2011 Wisconsin Laws 611.72 – Merger or other acquisition of control of a stock insurance corporation
611.72
611.72 Merger or other acquisition of control of a stock insurance corporation.
611.72(1)
(1) General. Subject to this section, §§ 180.1101, 180.1103 to 180.1106, 180.1706, 180.1707, and 180.1708 (5) apply to the merger of a domestic stock insurance corporation or its parent insurance holding corporation, except that papers required by those sections to be filed with the department of financial institutions shall instead be filed with the commissioner.
611.72(2)
(2) Approval required. No proposed plan of merger under § 180.1101 or 180.1104 or other plan for acquisition of control of any domestic stock insurance corporation or its parent insurance holding corporation participating in the transaction may be executed unless it has been approved by the commissioner.
611.72(3)
(3) Grounds for disapproval.

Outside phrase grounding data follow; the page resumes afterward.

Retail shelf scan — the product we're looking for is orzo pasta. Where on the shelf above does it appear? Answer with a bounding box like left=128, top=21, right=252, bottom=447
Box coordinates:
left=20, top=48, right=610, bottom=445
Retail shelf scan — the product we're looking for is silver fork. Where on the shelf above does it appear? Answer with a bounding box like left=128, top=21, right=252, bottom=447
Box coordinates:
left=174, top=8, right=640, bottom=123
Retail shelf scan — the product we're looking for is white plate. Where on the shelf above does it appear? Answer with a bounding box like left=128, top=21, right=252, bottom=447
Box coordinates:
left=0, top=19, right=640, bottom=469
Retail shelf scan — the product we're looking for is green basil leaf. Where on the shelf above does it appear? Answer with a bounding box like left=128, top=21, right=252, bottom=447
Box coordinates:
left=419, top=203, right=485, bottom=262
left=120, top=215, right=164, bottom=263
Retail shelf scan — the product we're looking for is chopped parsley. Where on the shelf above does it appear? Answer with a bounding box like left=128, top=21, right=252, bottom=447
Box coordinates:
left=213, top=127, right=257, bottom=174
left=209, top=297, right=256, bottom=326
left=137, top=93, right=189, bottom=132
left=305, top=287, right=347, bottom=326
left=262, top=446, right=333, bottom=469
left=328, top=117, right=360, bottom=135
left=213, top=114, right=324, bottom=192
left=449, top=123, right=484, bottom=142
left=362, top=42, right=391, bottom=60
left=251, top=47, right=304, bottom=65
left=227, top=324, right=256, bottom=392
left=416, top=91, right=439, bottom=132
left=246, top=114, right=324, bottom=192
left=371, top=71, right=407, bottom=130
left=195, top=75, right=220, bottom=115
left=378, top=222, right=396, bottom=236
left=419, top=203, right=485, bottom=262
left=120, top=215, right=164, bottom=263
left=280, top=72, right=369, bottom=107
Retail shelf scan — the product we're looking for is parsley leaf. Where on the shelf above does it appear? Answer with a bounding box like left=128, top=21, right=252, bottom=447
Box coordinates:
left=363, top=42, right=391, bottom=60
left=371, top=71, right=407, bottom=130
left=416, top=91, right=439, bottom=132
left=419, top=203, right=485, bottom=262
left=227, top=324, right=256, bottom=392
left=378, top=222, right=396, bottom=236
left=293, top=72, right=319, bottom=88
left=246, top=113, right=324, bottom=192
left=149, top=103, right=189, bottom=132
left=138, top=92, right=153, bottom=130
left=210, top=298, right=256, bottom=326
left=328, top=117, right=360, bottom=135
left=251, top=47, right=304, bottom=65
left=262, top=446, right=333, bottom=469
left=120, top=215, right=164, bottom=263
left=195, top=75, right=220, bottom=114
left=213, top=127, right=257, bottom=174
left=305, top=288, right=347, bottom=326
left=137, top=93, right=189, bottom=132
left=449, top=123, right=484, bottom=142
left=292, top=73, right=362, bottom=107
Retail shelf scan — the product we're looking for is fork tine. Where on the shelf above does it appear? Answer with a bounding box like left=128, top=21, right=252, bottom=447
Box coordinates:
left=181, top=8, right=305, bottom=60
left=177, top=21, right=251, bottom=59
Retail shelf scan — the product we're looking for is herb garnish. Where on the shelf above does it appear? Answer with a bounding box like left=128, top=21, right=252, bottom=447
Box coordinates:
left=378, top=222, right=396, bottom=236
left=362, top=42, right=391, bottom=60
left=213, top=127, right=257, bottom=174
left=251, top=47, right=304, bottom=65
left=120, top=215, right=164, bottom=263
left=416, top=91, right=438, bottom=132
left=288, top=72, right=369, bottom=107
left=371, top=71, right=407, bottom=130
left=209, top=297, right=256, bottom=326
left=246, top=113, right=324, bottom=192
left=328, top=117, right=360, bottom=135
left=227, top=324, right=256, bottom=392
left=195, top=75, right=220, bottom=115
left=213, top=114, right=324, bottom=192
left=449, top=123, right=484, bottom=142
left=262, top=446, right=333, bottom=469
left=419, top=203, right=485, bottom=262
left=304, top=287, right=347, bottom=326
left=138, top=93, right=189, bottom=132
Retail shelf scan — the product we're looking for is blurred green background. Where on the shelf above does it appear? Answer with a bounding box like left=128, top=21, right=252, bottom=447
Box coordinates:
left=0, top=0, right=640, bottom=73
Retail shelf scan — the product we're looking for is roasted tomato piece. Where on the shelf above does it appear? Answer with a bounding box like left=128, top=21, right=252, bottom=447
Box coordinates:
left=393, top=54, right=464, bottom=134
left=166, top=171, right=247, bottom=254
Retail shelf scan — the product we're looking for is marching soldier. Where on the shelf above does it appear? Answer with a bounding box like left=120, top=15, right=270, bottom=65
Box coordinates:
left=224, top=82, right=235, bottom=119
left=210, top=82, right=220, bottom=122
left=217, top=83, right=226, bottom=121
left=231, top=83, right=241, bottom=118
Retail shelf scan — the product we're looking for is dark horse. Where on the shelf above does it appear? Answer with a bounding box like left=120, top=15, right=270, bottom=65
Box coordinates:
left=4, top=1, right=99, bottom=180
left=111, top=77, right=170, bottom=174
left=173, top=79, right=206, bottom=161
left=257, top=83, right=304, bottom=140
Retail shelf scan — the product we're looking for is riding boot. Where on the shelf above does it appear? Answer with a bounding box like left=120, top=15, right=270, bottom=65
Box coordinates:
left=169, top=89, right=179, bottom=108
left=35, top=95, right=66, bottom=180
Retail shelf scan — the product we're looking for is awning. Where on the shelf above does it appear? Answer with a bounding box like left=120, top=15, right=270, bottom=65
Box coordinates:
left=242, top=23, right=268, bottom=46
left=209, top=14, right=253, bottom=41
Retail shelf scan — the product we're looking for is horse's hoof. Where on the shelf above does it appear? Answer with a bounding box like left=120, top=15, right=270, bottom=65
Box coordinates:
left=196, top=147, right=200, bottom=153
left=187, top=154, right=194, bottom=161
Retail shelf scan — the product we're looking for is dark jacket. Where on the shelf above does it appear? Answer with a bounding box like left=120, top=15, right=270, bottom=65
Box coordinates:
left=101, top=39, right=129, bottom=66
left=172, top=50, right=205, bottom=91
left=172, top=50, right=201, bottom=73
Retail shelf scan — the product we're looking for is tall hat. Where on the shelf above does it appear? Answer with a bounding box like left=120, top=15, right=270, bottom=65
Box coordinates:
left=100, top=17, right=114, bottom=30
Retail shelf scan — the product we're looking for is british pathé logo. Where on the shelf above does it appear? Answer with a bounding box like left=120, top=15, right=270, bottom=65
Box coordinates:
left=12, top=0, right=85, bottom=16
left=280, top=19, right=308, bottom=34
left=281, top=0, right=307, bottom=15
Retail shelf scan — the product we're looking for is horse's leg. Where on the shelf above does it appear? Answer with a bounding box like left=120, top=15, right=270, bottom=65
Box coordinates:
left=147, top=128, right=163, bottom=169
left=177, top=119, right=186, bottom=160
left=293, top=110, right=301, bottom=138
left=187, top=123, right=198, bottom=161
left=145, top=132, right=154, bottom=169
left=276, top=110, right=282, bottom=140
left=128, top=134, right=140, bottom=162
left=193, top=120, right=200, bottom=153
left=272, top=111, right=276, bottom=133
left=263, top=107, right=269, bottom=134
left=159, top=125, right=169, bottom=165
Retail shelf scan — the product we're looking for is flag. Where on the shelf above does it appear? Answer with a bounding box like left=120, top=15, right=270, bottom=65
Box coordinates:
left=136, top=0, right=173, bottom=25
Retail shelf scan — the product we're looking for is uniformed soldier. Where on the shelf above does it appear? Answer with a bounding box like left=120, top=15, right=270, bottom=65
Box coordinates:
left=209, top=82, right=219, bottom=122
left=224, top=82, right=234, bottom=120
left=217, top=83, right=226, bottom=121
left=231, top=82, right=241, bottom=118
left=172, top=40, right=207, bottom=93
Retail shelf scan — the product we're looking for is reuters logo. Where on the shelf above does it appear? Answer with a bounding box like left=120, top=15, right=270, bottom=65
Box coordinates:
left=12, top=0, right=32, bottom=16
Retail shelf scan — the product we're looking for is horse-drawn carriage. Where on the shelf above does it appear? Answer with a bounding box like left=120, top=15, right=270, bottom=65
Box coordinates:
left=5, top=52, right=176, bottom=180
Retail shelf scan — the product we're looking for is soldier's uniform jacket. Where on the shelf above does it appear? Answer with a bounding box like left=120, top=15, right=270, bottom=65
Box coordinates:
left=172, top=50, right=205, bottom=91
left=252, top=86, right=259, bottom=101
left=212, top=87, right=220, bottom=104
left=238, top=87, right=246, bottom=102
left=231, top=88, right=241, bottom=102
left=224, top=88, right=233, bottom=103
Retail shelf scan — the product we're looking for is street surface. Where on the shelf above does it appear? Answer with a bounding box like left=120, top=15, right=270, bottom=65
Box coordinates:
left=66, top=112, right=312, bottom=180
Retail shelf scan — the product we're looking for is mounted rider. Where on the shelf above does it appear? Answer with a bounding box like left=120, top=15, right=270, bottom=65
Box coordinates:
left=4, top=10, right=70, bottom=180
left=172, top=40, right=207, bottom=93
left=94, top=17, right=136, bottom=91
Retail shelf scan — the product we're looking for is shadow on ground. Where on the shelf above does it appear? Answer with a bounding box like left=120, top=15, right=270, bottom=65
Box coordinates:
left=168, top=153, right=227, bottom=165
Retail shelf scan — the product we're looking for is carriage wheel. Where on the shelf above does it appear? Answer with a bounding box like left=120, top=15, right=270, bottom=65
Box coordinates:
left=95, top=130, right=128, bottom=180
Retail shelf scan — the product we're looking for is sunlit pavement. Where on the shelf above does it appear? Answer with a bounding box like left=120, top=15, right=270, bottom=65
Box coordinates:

The commissioner shall approve the plan if the commissioner finds, after a hearing, unless a hearing is not required under sub. (3m), that it would not violate the law or be contrary to the interests of the insureds of any participating domestic corporation or of the Wisconsin insureds of any participating nondomestic corporation and that:
611.72(3)(a)
(a) After the change of control, the domestic stock insurance corporation or any domestic stock insurance corporation controlled by the insurance holding corporation would be able to satisfy the requirements for the issuance of a license to write the line or lines of insurance for which it is presently licensed;
611.72(3)(b)
(b) The effect of the merger or other acquisition of control would not be to create a monopoly or substantially to lessen competition in insurance in this state;
611.72(3)(c)
(c) The financial condition of any acquiring party is not likely to jeopardize the financial stability of the domestic stock insurance corporation or its parent insurance holding corporation, or prejudice the interests of its Wisconsin policyholders;
611.72(3)(d)
(d) The plans or proposals which the acquiring party has to liquidate the domestic stock insurance corporation or its parent insurance holding corporation, sell its assets, merge it with any person or make any other material change in its business or corporate structure or management, are fair and reasonable to policyholders of the domestic stock insurance corporation or in the public interest; and
611.72(3)(e)
(e) The competence and integrity of those persons who would control the operation of the domestic stock insurance corporation or its parent insurance holding corporation are such that it would be in the interest of the policyholders of the corporation and of the public to permit the merger or acquisition of control.
611.72(3m)
(3m) Hearing not required. A hearing is not required under sub. (3) before approval of a proposed plan of merger or other plan for acquisition of control if the proposed merger is with, or the proposed acquirer is, an affiliate of the insurer and the proposed merger or other acquisition of control does not change the controlling person of the insurer.
611.72(4)
(4) Plans of exchange. Any domestic stock insurance corporation may adopt a plan of exchange of all the outstanding shares of its shareholders under which another stock insurance corporation, which acquires the shares, shall as consideration transfer its own shares or other securities issued by it or pay cash or other consideration, or pay or provide any combination of the foregoing types of consideration. The procedure for the adoption and approval of a plan of exchange and the rights of shareholders of the participating corporations shall be the same as for a merger under subs. (2) and (3).